Melgar é um romântico. Não apenas em sua arte, mas também em toda sua vida. O romantismo ainda não tinha oficialmente chegado a nossas letras. Em Melgar, portanto, não é, como será mais tarde em outros, um gesto de imitação, é um impulso espontâneo. E esse é o dado de sua sensibilidade artística. Já se disse que se deve a sua morte heroica uma parte de seu renome literário. Mas essa valorização dissimula mal a desdenhosa antipatia que a inspira. A morte criou o herói, frustou o artista. Melgar morreu muito jovem. E mesmo que seja sempre um pouco aventureira qualquer hipótese sobre a trajetória provável de um artista prematuramente surpreendido pela morte, não é demais supor que Melgar, maduro, teria produzido uma parte mais purgada da retórica e do maneirismo clássicos e, por conseguinte, mais nativo, mais puro. [...]Os que se queixam da vulgaridade de seu léxico e de suas imagens partem de um preconceito aristocrático e academicista. O artista que escreve um poema de emoção perdurável na linguagem do povo vale, em todas as literaturas, mil vezes mais que aquele que, em linguagem acadêmica, escreve uma depurada peça de antologia. Por outro lado, como observa Carlos Octavio Bunge em um estudo sobre a literatura argentina, a poesia popular sempre precedeu a poesia artística. Alguns dos yaravíes de Melgar só vivem como fragmentos de poesia popular. Mas, com esse título, adquiriram substância imortal.
Não é diferente a
opinião do crítico italiano Giuseppe Bellini, tido como o mais abalizado
estudioso europeu da literatura hispano-americana. Comentando a poesia
gauchesca do poeta da independência uruguaia Bartolomé José Hidalgo
(1788-1822), Bellini anota que:
Junto con Hidalgo
cabe recordar a Mariano Melgar (1791-1815), cultivador también de la poesía
popular en los “yaravíes” y “palomitas”. El poeta peruano, sin duda más culto
que Hidalgo, traductor e imitador de Horacio y de Virgilio, manifestó, tal vez
por su carácter de mestizo, un profundo apego al elemento popular quechua y a
la naturaleza, antecipando un indigenismo que dará resultados consistentes
durante el Romanticismo y en el siglo XX.3
Mariano Melgar
une-se às tropas do cacique Mateo Pumacahua, que no passado fora aliado dos
espanhóis, mas que a partir de 1814 empunhou a bandeira da independência em
Cusco. Vencidos na batalha de Umachiri, o poeta é aprisionado e mantido em
cativeito até o amanhecer do dia 12 de março de 1815, quando é executado. Ante
o pelotão de fuzilamento, Melgar escreveu um bilhete aos oficiais espanhóis,
com as seguintes palavras:
Cubram seus olhos, já que vocês são os que necessitarão misericórdia porque a América será livre em menos de dez anos!

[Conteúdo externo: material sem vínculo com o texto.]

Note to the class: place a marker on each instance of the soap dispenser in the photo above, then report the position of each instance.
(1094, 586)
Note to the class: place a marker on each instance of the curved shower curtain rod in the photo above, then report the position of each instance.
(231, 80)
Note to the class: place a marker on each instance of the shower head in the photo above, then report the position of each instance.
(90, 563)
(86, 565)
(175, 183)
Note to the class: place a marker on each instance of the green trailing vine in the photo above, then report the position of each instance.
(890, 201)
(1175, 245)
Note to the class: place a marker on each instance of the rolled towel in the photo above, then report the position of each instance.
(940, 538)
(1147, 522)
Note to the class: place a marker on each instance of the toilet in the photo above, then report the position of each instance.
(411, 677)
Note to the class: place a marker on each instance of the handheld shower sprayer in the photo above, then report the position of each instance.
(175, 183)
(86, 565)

E assim aconteceu. Em 9 de
dezembro de 1824, um exército de 6.879 patriotas de vários países hispano-americanos,
sob o comando do general venezuelano Antonio José Sucre, vence o exército
espanhol de 10.000 soldados, selando em Ayacucho a independência do Peru e da
América do Sul.
2- MARIÁTEGUI, José Carlos. Sete ensaios de interpretação da realidade
3- BELLINI, Giuseppe. Nova historia de la literatura hispano-americana. Madrid: Editorial Castalia, 1997, p. 209.

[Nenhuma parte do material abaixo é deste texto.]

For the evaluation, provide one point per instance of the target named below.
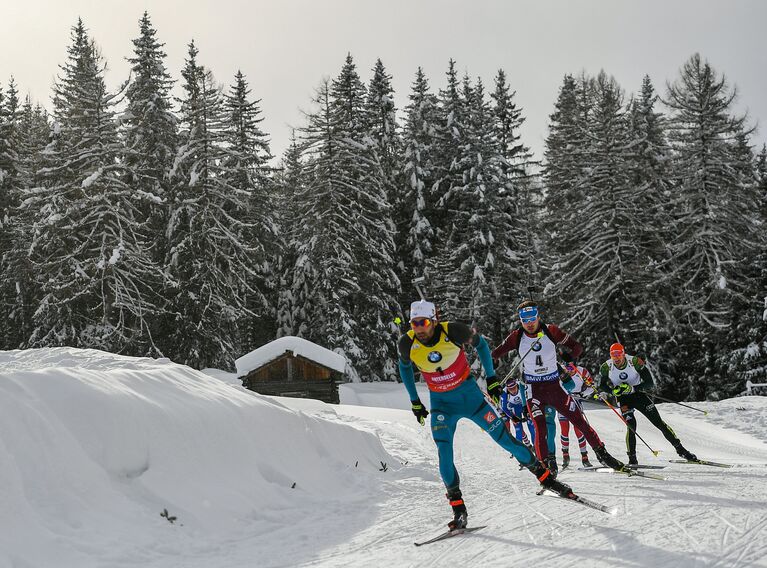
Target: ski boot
(608, 460)
(460, 515)
(548, 481)
(684, 454)
(551, 464)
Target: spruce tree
(563, 175)
(713, 215)
(149, 133)
(290, 183)
(86, 247)
(10, 193)
(449, 170)
(208, 265)
(415, 205)
(519, 201)
(247, 171)
(346, 257)
(17, 279)
(648, 158)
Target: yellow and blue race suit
(454, 393)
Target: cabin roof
(300, 347)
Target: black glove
(419, 411)
(494, 389)
(623, 388)
(565, 355)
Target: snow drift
(94, 446)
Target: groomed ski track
(700, 516)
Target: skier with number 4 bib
(546, 377)
(627, 377)
(437, 350)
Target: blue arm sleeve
(408, 379)
(483, 350)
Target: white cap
(422, 309)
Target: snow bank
(93, 446)
(381, 395)
(298, 346)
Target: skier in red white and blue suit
(514, 405)
(546, 376)
(437, 350)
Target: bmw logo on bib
(435, 357)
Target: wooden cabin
(295, 367)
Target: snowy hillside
(95, 446)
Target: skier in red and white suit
(546, 377)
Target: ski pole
(654, 452)
(537, 341)
(664, 399)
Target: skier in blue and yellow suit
(436, 348)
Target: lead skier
(437, 350)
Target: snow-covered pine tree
(748, 325)
(479, 223)
(648, 159)
(449, 180)
(415, 205)
(599, 257)
(563, 175)
(289, 183)
(149, 132)
(9, 199)
(208, 265)
(713, 216)
(247, 171)
(346, 257)
(17, 279)
(9, 161)
(382, 117)
(87, 249)
(519, 203)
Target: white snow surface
(298, 346)
(95, 446)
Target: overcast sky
(285, 47)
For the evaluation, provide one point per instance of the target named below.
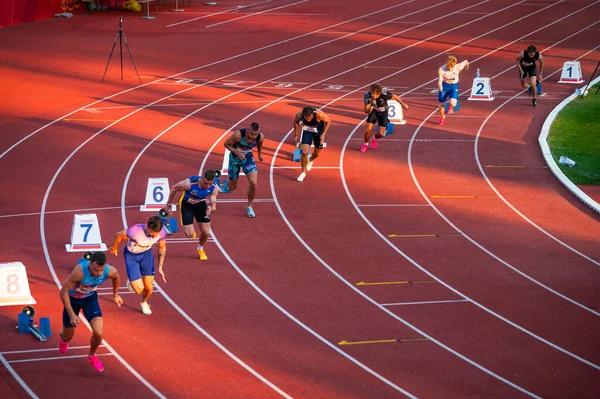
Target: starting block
(14, 285)
(455, 109)
(481, 90)
(85, 234)
(571, 73)
(26, 324)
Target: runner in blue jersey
(79, 293)
(448, 84)
(526, 60)
(240, 145)
(310, 126)
(198, 191)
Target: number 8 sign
(14, 286)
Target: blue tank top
(197, 194)
(87, 287)
(243, 145)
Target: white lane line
(40, 359)
(256, 13)
(227, 11)
(281, 42)
(424, 302)
(17, 377)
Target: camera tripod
(120, 36)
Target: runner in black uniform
(310, 126)
(526, 63)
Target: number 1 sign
(85, 234)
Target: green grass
(575, 133)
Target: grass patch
(575, 133)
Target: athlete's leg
(97, 334)
(252, 182)
(132, 265)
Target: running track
(307, 299)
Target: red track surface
(515, 252)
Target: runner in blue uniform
(526, 63)
(79, 293)
(198, 191)
(240, 145)
(310, 126)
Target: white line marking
(424, 302)
(281, 42)
(62, 357)
(17, 377)
(45, 350)
(227, 11)
(256, 13)
(393, 205)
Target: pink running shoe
(62, 346)
(96, 362)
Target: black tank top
(314, 126)
(529, 61)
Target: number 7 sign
(85, 234)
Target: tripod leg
(109, 57)
(131, 56)
(121, 50)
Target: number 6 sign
(14, 286)
(157, 193)
(85, 234)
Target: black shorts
(90, 306)
(310, 138)
(531, 71)
(378, 117)
(189, 212)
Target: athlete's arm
(259, 147)
(183, 185)
(119, 235)
(113, 274)
(162, 252)
(75, 277)
(519, 58)
(234, 138)
(395, 97)
(297, 120)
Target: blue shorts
(448, 91)
(235, 164)
(90, 306)
(138, 265)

“Junto com Hidalgo cabe recordar a Mariano Melgar (1791-1815), cultivador também da poesia popular nos “yaravíes” y “palomitas”. O poeta peruano, sem dúvida mais culto que Hidalgo, tradutor e imitador de Horácio e de Virgílio, manifestou, talvez por seu caráter mestiço, um profundo apego ao elemento popular quechua e à natureza, antecipando um indigenismo que dará resultados consistentes durante o Romantismo e no século XX.”